Brazil's annual inflation rate fell below 5 per cent for the first time since late 2010, a shot of good news for the government's efforts to stem a slowdown in Latin America's largest economy.

While other emerging market economies such as India are struggling with high inflation and low growth, Brazil's 4.99 per cent May inflation reading suggests the central bank's strategy of simultaneously reducing interest rates and prices is working.

"As long as inflation continues to fall that means policy makers can continue to focus on the growth problems," said Neil Shearing, economist with Capital Economics in London.

Alexandre Tombini, governor of the Banco Central do Brasil, has cut interest rates rapidly over the past 10 months, from 12.5 per cent to a record low of 8.5 per cent late last month.

The central bank has argued that weakening global economic conditions justified the rapid cuts and that these would not jeopardize efforts to reduce inflation back to the centre of the official target of 4.5 per cent plus or minus 2 percentage points.

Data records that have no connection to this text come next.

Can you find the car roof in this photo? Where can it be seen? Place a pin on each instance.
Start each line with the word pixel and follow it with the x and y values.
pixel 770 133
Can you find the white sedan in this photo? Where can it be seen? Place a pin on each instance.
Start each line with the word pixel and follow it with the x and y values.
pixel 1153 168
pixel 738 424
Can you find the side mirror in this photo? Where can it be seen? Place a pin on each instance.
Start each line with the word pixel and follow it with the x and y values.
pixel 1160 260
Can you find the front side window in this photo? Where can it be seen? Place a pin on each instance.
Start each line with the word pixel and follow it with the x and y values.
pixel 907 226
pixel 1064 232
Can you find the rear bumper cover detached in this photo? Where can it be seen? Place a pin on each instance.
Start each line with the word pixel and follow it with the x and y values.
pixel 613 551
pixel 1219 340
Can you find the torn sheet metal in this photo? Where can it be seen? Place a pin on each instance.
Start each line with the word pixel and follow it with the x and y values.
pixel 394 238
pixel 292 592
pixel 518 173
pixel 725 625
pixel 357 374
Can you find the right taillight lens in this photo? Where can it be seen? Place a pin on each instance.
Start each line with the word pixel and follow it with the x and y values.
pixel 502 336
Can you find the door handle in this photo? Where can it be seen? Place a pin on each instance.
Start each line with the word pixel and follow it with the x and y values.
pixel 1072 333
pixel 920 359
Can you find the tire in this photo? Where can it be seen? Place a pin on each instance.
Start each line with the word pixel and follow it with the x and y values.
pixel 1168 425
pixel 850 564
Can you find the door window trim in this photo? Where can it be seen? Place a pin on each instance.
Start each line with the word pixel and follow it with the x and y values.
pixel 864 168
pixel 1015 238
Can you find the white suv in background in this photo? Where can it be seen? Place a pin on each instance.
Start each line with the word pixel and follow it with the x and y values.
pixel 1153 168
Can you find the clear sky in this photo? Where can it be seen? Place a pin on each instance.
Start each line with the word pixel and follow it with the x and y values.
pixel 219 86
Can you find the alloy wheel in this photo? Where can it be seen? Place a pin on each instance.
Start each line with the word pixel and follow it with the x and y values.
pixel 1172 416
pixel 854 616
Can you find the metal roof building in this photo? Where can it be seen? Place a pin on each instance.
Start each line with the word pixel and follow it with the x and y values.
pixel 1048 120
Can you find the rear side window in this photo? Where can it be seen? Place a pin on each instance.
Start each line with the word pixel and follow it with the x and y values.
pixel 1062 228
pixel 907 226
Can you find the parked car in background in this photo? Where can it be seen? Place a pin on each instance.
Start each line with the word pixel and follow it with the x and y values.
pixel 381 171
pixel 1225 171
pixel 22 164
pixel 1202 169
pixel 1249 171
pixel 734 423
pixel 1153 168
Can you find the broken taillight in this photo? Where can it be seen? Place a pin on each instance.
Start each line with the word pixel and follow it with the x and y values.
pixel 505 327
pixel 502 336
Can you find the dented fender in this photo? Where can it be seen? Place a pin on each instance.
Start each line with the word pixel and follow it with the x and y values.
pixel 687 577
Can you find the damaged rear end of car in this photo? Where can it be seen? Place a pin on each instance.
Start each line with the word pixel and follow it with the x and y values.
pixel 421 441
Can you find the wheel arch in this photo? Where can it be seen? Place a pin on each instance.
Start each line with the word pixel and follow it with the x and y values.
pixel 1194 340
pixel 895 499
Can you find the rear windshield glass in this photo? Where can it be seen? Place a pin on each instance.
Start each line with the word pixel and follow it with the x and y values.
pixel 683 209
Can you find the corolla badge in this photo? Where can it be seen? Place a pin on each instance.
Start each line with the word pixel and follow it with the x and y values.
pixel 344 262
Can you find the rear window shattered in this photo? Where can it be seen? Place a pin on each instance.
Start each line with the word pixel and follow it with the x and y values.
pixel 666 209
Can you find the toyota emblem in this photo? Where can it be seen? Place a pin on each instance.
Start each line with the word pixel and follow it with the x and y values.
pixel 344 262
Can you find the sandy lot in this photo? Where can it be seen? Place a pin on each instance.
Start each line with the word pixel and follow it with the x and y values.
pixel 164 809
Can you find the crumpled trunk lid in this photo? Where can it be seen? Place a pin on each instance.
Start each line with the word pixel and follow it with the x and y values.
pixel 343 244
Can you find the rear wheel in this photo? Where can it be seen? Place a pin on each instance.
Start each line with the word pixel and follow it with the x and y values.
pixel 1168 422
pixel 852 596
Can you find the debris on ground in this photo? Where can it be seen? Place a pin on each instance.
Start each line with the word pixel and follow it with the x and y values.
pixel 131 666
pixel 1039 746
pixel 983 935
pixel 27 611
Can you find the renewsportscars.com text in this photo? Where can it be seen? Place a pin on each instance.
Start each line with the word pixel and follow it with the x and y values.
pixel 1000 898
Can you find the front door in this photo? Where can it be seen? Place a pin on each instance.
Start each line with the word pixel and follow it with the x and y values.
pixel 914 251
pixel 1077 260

The government of President Dilma Rousseff wants to use the international financial crisis as an opportunity to permanently lower Brazil's real interest rates, which are among the highest in the world.

The IPCA index, Brazil's benchmark inflation indicator, rose 0.36 per cent in May compared with a 0.64 per cent rise in April, beating the market consensus for an increase of about 0.42 per cent.

The fall was driven by declines in the prices of healthcare, personal expenses, communications, air tickets, cars and ethanol.

"We were already expecting lower cigarette and housekeeping price pressures to lead the personal spending group down but we were surprised with the magnitude of the movement," Barclays said in a client note.

Economists cautioned, however, that while falling inflation was good news, there were concerns that weak growth in the first half of this year could encourage the government to overdo stimulus measures.

The government is already cutting taxes on strategic industries, indirectly increasing taxes on imports and stimulating the economy through monetary policy.

Brazil's economic growth faltered to just 0.2 per cent in the first quarter compared with the fourth quarter and economists now predict the country will grow at 2.7 per cent this year, on par with last year but short of long-term trends of 4 per cent and above. Some analysts are forecasting annual growth of as low as 2 per cent.

"Although we expect seasonal factors to continue pushing inflation down in the coming months - the lowest [number] will be in July - on a year-on-year basis the ICPA should stabilise around the 5 per cent level for the rest of the year," Barclays said.